Expenses for appeal shall be borne by the plaintiff.

The purport of the claim and the purport of the appeal are the judgment of the first instance.

Reasons

1. The Plaintiff asserted as to the cause of the claim: (a) purchased 17,000,000 Won from C in a dry field (hereinafter “the dry field of this case”) of the Nam-gun, Nam-gun, Nam (hereinafter “the dry field of this case”); and (b) sought to harvest the instant dancing on December 5, 2018; and (c) the Defendant prevented the Plaintiff from harvesting and removing free of charge.

Even if the Defendant, as alleged by the Defendant, was a legitimate right holder, such as a tenant of the dry field of this case, and C cultivated without permission, the ownership of the crops cultivated is owned by the cultivator.

In this regard, the plaintiff has legitimate interest in removing the gift of this case from the plaintiff, so long as the plaintiff purchased without compensation from C as the farmer of this case without permission.

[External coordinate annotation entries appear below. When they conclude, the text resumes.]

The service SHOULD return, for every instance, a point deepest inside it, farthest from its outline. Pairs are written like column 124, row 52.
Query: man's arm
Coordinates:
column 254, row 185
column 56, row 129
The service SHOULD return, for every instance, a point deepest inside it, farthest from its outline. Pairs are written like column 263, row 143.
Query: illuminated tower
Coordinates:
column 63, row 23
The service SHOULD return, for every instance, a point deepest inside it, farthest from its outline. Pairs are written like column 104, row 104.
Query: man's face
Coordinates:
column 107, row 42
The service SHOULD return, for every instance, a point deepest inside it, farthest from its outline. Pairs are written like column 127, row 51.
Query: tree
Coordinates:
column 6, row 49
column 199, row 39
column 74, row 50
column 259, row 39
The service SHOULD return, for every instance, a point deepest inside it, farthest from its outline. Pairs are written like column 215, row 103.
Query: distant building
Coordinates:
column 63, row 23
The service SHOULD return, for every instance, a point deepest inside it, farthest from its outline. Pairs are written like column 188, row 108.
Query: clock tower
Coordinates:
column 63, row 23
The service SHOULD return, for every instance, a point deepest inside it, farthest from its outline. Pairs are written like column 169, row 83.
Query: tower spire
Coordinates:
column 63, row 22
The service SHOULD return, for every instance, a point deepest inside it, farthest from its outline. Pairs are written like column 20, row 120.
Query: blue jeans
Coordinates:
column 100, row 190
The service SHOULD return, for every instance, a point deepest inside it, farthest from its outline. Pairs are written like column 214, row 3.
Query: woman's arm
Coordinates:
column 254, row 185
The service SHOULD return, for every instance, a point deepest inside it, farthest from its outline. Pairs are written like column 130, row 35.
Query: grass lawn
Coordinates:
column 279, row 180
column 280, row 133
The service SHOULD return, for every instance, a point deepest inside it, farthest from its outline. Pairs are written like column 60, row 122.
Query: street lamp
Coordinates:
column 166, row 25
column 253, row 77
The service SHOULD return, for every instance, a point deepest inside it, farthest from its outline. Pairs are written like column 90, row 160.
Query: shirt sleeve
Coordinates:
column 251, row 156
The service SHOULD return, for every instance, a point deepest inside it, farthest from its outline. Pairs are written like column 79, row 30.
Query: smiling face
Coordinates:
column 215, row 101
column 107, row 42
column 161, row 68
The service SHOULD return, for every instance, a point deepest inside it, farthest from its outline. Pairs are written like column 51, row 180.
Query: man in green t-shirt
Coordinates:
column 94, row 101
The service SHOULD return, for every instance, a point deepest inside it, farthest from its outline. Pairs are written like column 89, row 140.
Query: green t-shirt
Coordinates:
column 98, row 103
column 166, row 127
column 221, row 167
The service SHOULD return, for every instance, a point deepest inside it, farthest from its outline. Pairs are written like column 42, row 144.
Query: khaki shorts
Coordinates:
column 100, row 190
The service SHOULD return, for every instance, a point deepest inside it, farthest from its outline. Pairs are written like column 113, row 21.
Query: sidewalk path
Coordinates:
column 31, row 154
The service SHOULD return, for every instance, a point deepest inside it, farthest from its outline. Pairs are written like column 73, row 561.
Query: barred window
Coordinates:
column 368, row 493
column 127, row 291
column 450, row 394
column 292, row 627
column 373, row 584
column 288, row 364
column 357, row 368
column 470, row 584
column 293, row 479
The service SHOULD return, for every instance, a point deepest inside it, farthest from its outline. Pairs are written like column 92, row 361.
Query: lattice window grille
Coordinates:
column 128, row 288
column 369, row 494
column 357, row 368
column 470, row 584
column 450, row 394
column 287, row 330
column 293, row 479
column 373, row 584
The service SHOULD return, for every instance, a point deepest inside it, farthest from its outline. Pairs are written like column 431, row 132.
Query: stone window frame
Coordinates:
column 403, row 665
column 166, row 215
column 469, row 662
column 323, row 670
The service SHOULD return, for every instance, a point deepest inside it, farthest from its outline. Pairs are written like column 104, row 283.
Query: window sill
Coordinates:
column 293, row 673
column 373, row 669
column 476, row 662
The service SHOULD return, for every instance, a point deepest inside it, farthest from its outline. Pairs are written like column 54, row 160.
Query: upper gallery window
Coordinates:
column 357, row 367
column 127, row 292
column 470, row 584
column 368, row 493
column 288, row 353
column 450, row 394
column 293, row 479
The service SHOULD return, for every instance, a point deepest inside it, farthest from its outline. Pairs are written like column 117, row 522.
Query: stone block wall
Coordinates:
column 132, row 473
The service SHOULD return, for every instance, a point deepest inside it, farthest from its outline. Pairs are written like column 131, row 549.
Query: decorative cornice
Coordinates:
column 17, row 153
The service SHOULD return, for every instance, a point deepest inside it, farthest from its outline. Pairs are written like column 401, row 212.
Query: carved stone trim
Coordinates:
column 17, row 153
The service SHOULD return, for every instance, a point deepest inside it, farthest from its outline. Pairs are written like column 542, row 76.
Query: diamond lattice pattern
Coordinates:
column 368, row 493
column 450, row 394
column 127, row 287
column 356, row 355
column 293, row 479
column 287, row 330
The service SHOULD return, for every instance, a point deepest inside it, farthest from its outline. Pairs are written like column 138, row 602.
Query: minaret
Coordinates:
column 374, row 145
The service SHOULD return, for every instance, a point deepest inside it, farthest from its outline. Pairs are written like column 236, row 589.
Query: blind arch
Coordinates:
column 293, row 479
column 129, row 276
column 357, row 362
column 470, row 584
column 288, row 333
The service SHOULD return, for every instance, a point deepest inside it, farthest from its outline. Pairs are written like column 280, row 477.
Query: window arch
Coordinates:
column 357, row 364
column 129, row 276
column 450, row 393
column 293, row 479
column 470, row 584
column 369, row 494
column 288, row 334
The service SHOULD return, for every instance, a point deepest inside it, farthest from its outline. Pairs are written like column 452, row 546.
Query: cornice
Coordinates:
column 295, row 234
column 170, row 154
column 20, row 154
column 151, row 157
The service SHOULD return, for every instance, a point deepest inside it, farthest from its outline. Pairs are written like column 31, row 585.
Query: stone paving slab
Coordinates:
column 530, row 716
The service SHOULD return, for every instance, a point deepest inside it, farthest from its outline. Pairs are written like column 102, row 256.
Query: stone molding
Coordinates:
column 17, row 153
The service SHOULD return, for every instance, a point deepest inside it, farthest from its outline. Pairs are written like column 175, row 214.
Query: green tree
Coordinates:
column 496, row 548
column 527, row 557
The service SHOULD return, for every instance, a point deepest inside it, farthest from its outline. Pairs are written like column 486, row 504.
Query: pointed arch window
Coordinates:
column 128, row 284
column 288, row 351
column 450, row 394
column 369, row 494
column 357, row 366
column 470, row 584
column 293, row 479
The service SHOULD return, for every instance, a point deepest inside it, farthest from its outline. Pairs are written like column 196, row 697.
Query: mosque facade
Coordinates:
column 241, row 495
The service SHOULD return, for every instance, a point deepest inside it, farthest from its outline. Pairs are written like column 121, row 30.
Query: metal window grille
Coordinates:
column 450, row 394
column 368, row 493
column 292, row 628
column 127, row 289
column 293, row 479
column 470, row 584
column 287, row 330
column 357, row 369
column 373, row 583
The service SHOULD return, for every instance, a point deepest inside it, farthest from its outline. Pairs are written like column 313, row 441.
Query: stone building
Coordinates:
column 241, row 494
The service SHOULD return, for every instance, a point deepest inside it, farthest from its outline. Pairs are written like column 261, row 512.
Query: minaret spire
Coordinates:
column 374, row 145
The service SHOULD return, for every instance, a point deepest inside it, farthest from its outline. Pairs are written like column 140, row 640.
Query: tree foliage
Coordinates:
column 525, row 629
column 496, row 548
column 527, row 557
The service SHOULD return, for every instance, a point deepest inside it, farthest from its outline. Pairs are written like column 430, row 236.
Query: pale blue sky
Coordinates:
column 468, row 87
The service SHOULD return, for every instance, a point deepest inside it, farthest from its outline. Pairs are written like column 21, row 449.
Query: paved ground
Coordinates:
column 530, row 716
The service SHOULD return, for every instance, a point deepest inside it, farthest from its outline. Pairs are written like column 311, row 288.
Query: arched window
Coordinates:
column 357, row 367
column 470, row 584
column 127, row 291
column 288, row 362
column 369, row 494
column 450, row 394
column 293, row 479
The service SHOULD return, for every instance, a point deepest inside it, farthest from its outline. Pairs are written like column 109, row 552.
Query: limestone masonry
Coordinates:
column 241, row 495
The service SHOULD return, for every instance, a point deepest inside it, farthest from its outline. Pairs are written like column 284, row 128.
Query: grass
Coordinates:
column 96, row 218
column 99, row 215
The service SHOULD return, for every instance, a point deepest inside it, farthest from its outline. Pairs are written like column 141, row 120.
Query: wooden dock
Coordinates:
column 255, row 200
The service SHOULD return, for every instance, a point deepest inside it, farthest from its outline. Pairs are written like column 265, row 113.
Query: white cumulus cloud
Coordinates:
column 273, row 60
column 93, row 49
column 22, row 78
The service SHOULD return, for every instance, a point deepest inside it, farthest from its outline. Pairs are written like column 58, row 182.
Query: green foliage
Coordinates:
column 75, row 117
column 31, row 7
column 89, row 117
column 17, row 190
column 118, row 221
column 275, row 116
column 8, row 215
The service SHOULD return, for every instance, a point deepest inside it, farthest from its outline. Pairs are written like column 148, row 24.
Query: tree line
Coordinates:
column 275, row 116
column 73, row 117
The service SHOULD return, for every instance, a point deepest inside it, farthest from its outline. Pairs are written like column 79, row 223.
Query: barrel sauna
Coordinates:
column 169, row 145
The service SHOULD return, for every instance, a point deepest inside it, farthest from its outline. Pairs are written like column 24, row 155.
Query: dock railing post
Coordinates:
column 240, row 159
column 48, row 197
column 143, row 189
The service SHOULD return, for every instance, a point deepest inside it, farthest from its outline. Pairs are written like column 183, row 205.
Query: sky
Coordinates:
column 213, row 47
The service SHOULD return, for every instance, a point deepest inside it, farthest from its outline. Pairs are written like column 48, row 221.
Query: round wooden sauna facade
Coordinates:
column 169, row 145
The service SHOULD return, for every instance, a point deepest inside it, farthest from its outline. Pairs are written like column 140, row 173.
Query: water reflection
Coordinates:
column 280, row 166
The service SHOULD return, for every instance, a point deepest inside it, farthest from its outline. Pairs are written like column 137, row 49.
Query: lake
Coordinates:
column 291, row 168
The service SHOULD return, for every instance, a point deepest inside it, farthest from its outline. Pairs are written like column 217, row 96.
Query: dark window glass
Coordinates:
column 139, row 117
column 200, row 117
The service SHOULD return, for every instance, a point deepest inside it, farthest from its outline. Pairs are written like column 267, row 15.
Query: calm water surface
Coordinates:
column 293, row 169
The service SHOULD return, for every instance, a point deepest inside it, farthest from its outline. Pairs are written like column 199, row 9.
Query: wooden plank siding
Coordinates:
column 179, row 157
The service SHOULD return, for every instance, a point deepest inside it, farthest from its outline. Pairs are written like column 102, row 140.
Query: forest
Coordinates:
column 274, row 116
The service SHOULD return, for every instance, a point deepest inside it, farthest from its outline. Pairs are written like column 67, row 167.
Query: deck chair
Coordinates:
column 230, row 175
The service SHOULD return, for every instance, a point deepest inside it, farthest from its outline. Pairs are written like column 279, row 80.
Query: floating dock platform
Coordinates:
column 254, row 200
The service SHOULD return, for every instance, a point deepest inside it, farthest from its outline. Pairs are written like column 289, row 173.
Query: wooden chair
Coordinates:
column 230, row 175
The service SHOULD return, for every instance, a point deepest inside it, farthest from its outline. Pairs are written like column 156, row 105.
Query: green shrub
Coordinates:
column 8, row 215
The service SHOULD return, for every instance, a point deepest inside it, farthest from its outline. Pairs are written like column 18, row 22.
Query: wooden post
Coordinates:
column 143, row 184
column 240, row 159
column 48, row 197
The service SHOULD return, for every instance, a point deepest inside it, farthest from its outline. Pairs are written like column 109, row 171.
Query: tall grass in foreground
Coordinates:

However, since the defendant interfered with this, the plaintiff did not harvest the case from time to time, the defendant is obligated to compensate the plaintiff for the damages incurred thereby.

2. According to the evidence evidence No. 1, it is recognized that the Defendant prevented the Plaintiff from shipping in the dry field of this case leased by the Defendant E.

However, there was no material to identify the volume or unit price of the instant non-performance, and the Plaintiff and C entered into a sales contract, etc.

Therefore, there is no ground to view that the Plaintiff purchased the instant visa at KRW 17 million from C by itself with the written confirmation of facts (including evidence Nos. 2 through 4, and each number) of C, etc.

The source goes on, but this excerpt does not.